The incredibly wise Yoda can teach us all a lesson or two about doing our best to succeed, especially when it comes to exams! Just like Yoda tells Luke Skywalker to either do something right or don’t do it at all, you should either study hard for your exams or not even bother if you’re only going to “try.”
“Remember, kid, there’s heroes and there’s legends. Heroes get remembered, but legends never die. Follow your heart kid, and you’ll never go wrong.” (The Sandlot)
Children of the ’90s know and love The Sandlot dearly. Just the thought of the movie can make you feel all warm and fuzzy inside, but it’s the wise words of Babe Ruth that make it even more awesome. So when you’re stuck in the library studying and wondering if you’ll ever make it in the history textbooks, remember what “The Great Bambino” said about heroes and legends and following your heart, kid.
Feeling stupid because you can’t remember the rules of exponents or who won World War I? Well, Forrest Gump would tell you, “Stupid is as stupid does.” This Southern saying means that no matter how stupid you or others think you are, your actions are the only thing that really matters. So, if you don’t study for your exams, but still expect to get all A’s, you might be, well, stupid.

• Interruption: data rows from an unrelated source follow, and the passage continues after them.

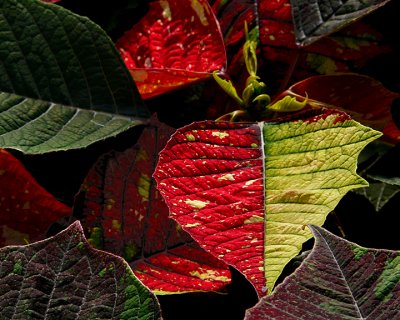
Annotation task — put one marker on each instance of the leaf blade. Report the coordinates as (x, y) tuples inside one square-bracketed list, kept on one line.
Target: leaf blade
[(39, 280), (216, 178), (338, 280), (62, 59)]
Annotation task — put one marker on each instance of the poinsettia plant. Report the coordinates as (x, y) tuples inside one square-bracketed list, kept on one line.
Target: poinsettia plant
[(198, 159)]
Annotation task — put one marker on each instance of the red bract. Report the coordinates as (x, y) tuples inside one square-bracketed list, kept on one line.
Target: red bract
[(27, 209), (125, 214), (364, 98), (344, 50), (210, 175), (175, 44)]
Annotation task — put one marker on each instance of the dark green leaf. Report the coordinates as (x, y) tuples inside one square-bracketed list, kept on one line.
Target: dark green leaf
[(63, 84)]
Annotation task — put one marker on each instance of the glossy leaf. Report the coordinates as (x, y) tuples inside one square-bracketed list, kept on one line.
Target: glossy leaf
[(176, 43), (314, 20), (338, 280), (245, 191), (345, 50), (379, 193), (364, 98), (27, 209), (63, 84), (125, 214), (63, 277)]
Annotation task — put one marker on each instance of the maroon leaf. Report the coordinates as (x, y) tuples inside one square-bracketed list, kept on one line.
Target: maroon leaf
[(125, 214), (64, 278), (364, 98), (338, 280), (27, 209), (343, 51), (314, 20), (175, 44)]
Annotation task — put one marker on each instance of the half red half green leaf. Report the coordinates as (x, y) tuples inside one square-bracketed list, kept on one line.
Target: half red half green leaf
[(338, 280), (246, 191)]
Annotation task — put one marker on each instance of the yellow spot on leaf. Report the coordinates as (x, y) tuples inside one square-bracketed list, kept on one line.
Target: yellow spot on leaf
[(196, 203), (249, 182), (192, 225), (116, 225), (144, 187), (228, 176), (166, 9), (209, 274), (109, 203), (253, 219), (142, 155), (199, 9), (220, 134)]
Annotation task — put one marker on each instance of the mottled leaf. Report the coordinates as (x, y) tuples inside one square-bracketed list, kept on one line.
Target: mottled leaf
[(63, 84), (27, 209), (345, 50), (64, 278), (124, 214), (379, 193), (246, 191), (176, 43), (338, 280), (362, 97), (316, 19)]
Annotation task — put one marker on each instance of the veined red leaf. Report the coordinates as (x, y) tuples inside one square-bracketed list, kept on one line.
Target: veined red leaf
[(338, 280), (124, 214), (175, 44), (64, 278), (246, 191), (27, 209), (362, 97)]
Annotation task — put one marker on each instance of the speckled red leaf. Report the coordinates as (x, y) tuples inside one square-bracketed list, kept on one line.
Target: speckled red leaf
[(364, 98), (219, 209), (338, 280), (27, 209), (124, 214), (176, 43), (63, 277), (245, 191), (345, 50)]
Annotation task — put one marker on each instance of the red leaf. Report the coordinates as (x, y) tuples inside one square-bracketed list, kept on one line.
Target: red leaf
[(200, 180), (27, 209), (364, 98), (345, 50), (126, 215), (175, 44)]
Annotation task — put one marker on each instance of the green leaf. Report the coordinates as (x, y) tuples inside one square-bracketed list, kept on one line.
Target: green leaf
[(63, 277), (63, 84), (316, 19), (338, 280), (309, 166), (247, 191)]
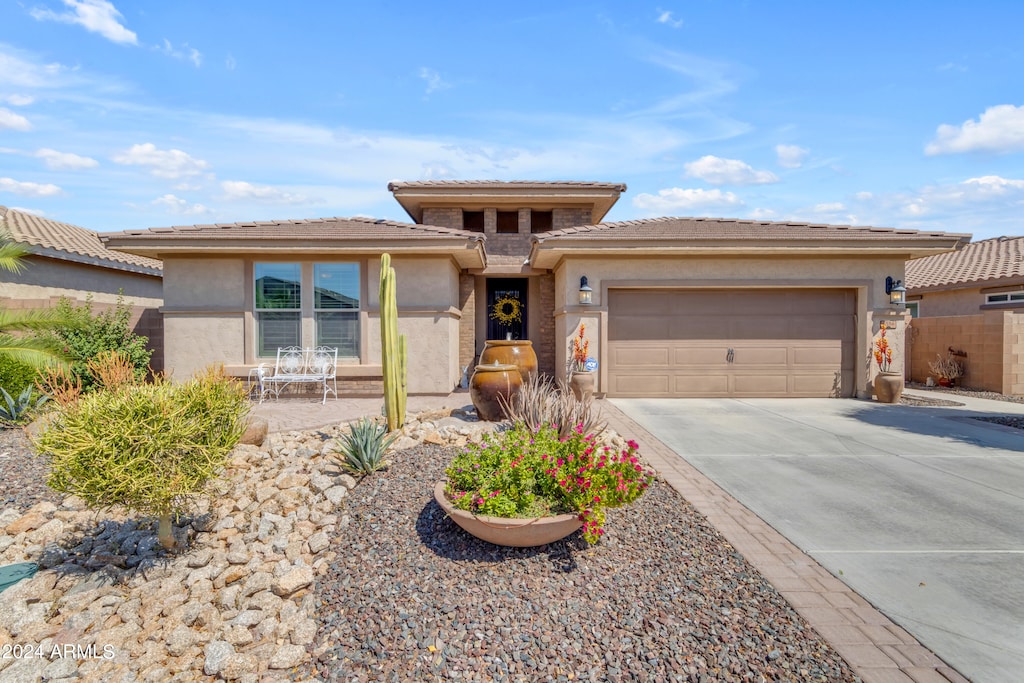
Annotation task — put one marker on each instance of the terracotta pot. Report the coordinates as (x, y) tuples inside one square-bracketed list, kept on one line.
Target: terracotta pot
[(889, 387), (582, 383), (489, 382), (507, 531), (518, 352)]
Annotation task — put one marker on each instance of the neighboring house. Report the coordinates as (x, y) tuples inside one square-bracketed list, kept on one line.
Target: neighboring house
[(681, 306), (971, 300), (71, 261)]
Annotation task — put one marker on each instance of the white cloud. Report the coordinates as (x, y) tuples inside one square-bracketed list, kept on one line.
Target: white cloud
[(176, 205), (171, 164), (675, 199), (433, 79), (186, 52), (95, 15), (64, 161), (239, 189), (727, 172), (791, 156), (34, 212), (13, 121), (19, 100), (763, 214), (998, 129), (28, 188), (666, 17)]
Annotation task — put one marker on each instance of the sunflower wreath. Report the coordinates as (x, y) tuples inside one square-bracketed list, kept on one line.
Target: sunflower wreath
[(507, 310)]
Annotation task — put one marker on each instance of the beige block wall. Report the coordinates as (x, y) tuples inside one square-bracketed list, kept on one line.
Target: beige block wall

“Life moves pretty fast. If you don’t stop and look around once in a while, you could miss it.” (Ferris Bueller’s Day Off)
Take it from wiseguy Ferris Bueller; he knows a thing or two about living life to the fullest. OK, so you might not be able to play hooky or get out of taking your exams, but as soon as you’re done with the grind of finals, get outside, dine at an upscale restaurant, go to a baseball game, jump on a parade float, and just have fun, the Bueller way.